"The current VOR installation located at Cranfield Airport (CFD) is approaching the end of its viable life. We have consulted with users of the facility at Cranfield Airport where there is currently a single published VOR approach to one runway and reviewed the wider use of the VOR in relation to en-route and terminal airspace structures which unusually does not make use of the facility. It is therefore financially unrealistic to expect airlines to pay for the replacement and ongoing operation of a VOR they do not use. It has been possible to extend the life of the current installation well into the 'GPS' age and Cranfield Airport have published GNSS approaches for both runway directions at Cranfield. Away from the airfield itself, the withdrawal of the VOR would of course mean the loss of Cranfield radial information to GA traffic, but Daventry VOR/DME is less than 20nm away and other navaids and radar services are available locally.
NATS is proposing to withdraw the VOR in September 2013 and we are therefore looking for feedback from the GA community as to any serious impact of the withdrawal of the VOR at Cranfield."
We are going to see more and more of this. All the more reason to get GPS setups in aircraft and encourage their use.
We should be glad and support it. Maintaining VORs costs a lot of money which could be spent for other things.. like supporting GA!
Aviation will be better when students pilots no longer have to learn about radials and TO and FROM.
Firstly, I don't see this as the start of any wholesale removal of UK VORs. AIUI, NATS are removing that one because it has not for a long time featured in holding etc procedures for the nearby big airports, and VORs cost a fortune to keep going.
Secondly, Cranfield (where I have flown many times) is IME a rather unfriendly airport. They have some busy ATPL school(s) there and ATC gives them total priority. I could be arriving from the north and they would still lazily tell me to report at Woburn Abbey (a country house south of the airport, findable with a GPS that shows VRPs, like my KMD550 ) so 15 minutes later, when I have flown all the way round, allowing copious room for the IR training traffic, I finally arrive...
So I don't mind if they remove their VOR
I disagree and think there will be more of this. Not in any great rush but a lot of 'XXX aid has to be replaced, we don't have any money, everyone uses GPS anyway, let's drop it.' Which for the avoidance of doubt I am fine with.
Well, yes, AFAIK the airlines have not used a physical VOR for navigation in many years.
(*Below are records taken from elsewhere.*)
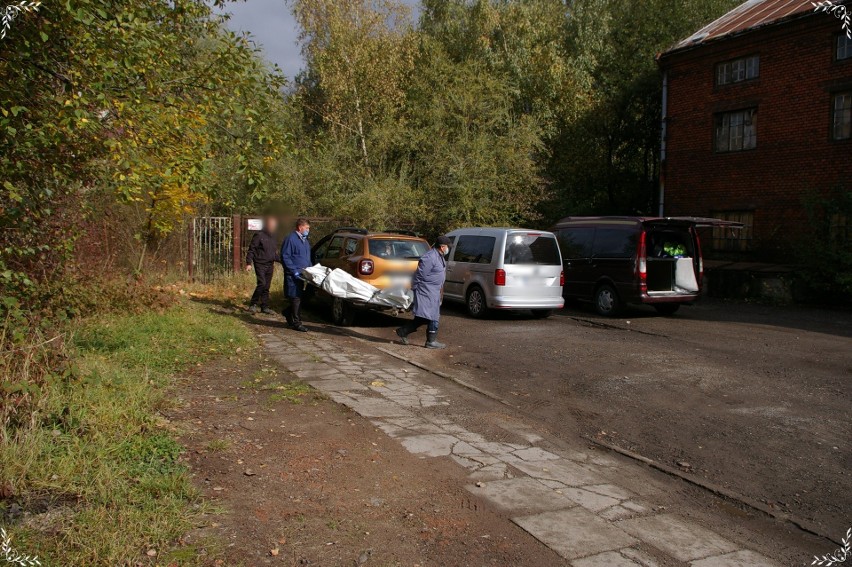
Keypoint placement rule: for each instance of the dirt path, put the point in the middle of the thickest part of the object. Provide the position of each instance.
(301, 480)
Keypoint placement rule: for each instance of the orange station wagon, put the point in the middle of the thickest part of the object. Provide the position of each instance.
(382, 259)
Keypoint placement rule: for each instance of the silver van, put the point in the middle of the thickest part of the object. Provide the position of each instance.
(505, 268)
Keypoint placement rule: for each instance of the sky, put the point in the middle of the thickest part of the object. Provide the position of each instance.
(274, 30)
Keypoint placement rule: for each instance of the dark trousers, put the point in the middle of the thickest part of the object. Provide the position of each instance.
(431, 325)
(293, 311)
(293, 289)
(264, 280)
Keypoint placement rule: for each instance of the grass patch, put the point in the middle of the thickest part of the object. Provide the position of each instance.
(97, 472)
(219, 445)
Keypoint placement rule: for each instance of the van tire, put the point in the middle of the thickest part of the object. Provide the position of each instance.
(667, 309)
(342, 313)
(477, 307)
(607, 302)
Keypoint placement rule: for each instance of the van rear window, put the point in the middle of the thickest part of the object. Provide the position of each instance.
(475, 249)
(537, 249)
(616, 242)
(397, 249)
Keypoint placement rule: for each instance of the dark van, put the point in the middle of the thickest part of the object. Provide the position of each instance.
(613, 261)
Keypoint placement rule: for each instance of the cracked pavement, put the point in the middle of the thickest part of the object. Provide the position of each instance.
(590, 507)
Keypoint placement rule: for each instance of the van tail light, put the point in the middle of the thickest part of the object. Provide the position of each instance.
(499, 277)
(642, 263)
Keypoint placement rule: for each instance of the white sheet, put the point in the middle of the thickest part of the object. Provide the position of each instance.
(685, 275)
(340, 283)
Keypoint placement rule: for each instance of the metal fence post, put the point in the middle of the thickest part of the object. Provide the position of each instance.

In Europe one flies RNAV, using INS/FMS, or in GA with RNAV/GPS.
Also Cranfield has an ILS which would be the first choice anyway.
The only issue is if the ILS is out of service.
You will still have the GPS or the NDB/DME approaches.
I also think that NDB/DME are going to die a slow death. We will be left with GPS approaches and ILS.
I also think that NDB/DME are going to die a slow death.
I'll drink to it, the faster the better. Useless equipment.
Losing a VOR might save some money.... but I think the chances of that money being spent on anything that helps light GA is slim to none.
Well, yes, AFAIK the airlines have not used a physical VOR for navigation in many years. In Europe one flies RNAV, using INS/FMS, or in GA with RNAV/GPS.
I disagree, most CAT aircraft more than about 10 years old will be using an INS that auto updates from rho-theta (VOR-DME and DME-DME). Eurocontrol run a scheme to ensure that sufficient coverage remains for this. You're probably right in saying that nobody in the CAT world tunes a VOR in manually in normal operation - barring perhaps a VOR based approach.
I also think that NDB/DME are going to die a slow death.
Here's hoping - not because I think the money will be rerouted to GA (it won't), but because the safety benefit of a GPS approach is massive. Given the choice, and sufficient minima, I will always take an RNAV approach - even over an ILS. The situational awareness is hugely better, and properly integrated avionics (ie an EFIS with auto-slewing HSI and the advisory glideslope) hugely relieves the workload. As an added bonus, T/Y shaped procedures with GPS defined (and displayed) holds are trivial compared to NDB based procedures.
For single pilot, no autopilot operations, GPS approaches are far and away the safest.
most CAT aircraft more than about 10 years old will be using an INS that auto updates from rho-theta (VOR-DME and DME-DME)
I thought airliner INS systems fix-up using DME-DME ranging.
VOR/DME would be vastly less accurate.
A few years ago I went to a Eurocontrol "nav workshop" where they said they will keep up the DMEs, for this reason, and they had plans to install a few hundred new DMEs around Europe. I have noticed that some French VORs which didn't have DMEs do now have them.
I am suprised you would choose a GPS NP IAP over an ILS. Can you fly a coupled approach using the "advisory glideslope" on a GPS IAP?